The Pastoral Coordinator will endeavour to ensure that friends, Life Group members and others with pastoral gifts visit and offer help in a structured way. We will always respond to calls for visits, prayer and the sharing of communion. The Church office will use our Prayer Chain to notify people who will pray for issues (with the affected person’s consent) in emergency situations. The Pastoral Coordinator will also be informed. In the case of hospitalisation, the chaplain of the hospital will be contacted.

Where the church member is part of a Life Group the group expects to take primary responsibility to visit. However, where additional help is required the Pastoral Coordinator is available to help.

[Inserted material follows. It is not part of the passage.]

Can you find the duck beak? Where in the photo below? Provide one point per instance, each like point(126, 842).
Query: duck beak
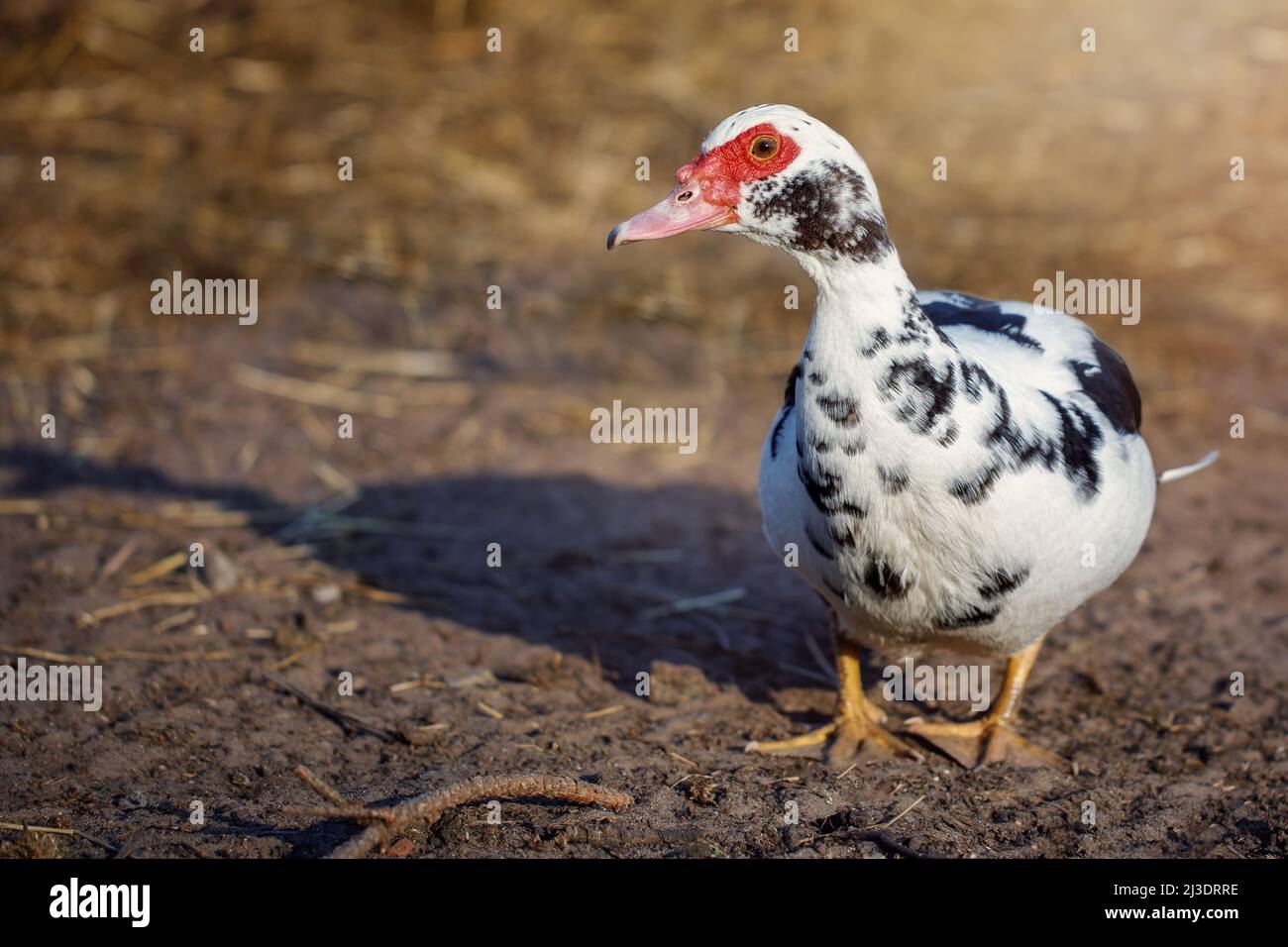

Visitors, seekers, members of other churches

First contact is likely to be with our Welcome-and-Connect team on Sunday morning. They will welcome newcomers, help them to find people to sit with and organise follow-up contact where it is wanted and appropriate. Those interested in joining the church will be visited by a member of the Leadership Team to get to know them and arrange to introduce them to the church. New members may be offered the chance to participate in a short course covering the basics of Christianity, and will be invited to visit a couple of Life Groups to get to know people before choosing to join one.

When a newcomer has come from another church and wishes to join Forefront, the Leadership Team may contact their previous church to ensure a continuity of care and to maintain collegial relationships between churches, seeking to resolve any disputes where they may have arisen.

Church attenders (no Life Group involvement)

Sunday morning services are conducted for the glory of God, and are not primarily pastoral care opportunities. That’s why we want everyone who can to join a Life Group. Nonetheless, all church attenders will be greeted warmly on a Sunday. The Welcome team would be glad to discuss issues in the attender’s life, there is an informal opportunity to chat over hot drinks and snacks after the service, and a prayer team is always available.

Mid-week activities

We have a wide range of activities during the week. Leaders are members of a Life Group, and pastoral care of those participating is at their discretion and may include prayer, home visits, practical help, a reference to the Lord’s Larder food bank, or re-direction to other services.

The Church requires that Forefront Centre staff and the leaders of midweek activities do not give money to people who attend the Centre or those activities, for the protection of both parties. There is a discretionary fund, overseen by the Leadership Team, to which people with specific financial needs may apply.